Friday, March 15, 2013

Good Gods

Endless Conversation


By TONY EVANS
Express Staff Writer

If you travel to India for any length of time to get spiritual, there’s a good chance you will also become quite ill. After wandering around that mythical landscape with travelers and sadhus for a few months during the early 1980s, I finally had to cry uncle and look for help. 

A kind innkeeper outside of Agra diagnosed my condition and pointed to my stomach, saying, “You need the good gods. Come with me.”

Soon we were at his friend’s lassi stand, where warm, salty yogurt was sold by the scoop. I expected village superstition, but was instead treated to a probiotic folk remedy that concurred with Western medical science; living microbes in yogurt help restore the ecological balance within our intestines. Attributing the cure to little gods apparently did nothing to hamper its effectiveness

Alas, my stomach bugs turned out to be giardia. A robust herd of pear-shaped, flagellated protozoan parasites were attached to my duodenum and it would require a long dose of broad-spectrum antibiotics back in the U.S. to get rid of them.

Giardia bugs are just trying to make a living. They move from host to host in food and water that has been contaminated by contact with feces. They cause great discomfort in humans, but also are involved in the creation of iron-sulfur proteins, which have numerous functions, including the production of sulfur for the biosynthesis of lipoic acid and biotin. Biotin is necessary for cell growth, the production of fatty acids and the metabolism of fats and amino acids. 

God only knows how complex are the interactions within our guts, where 100 trillion bacteria (about two pounds worth on average) roam, do battle, give birth and die. Some cause us trouble. Others are crucial to our survival. Billions more organisms have evolved to live elsewhere on and in our bodies, keeping our skin, eyes and noses functioning properly. 

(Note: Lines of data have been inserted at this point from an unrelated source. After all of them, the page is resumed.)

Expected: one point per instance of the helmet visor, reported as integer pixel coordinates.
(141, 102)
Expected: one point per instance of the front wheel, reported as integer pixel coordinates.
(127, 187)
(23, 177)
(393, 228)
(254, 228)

Hygiene, vaccines and antibiotics are necessary to control the germs that cause health problems; rotavirus alone, and the resulting diarrhea, causes more than 500,000 infant deaths each year in developing countries where vaccines are not available. So it is easy to overlook the teeming swarms of organisms that are hard at work all around us each day, eliminating our risk of contracting infections and diseases.

Take for instance the sewer plant in Hailey, where Roger Parker and his team manage a vast living culture of amoebas, flagellates and ciliates who devour 500,000 gallons of sewage each day. 

Parker’s facility recently “seeded” a new sewer plant in Bellevue with a culture of good gods from his sewage vats. These bugs reproduce for many years, reducing waste into harmless effluent that can be transferred back into the Big Wood River or into the Ohio Gulch landfill, or used as compost for vegetation.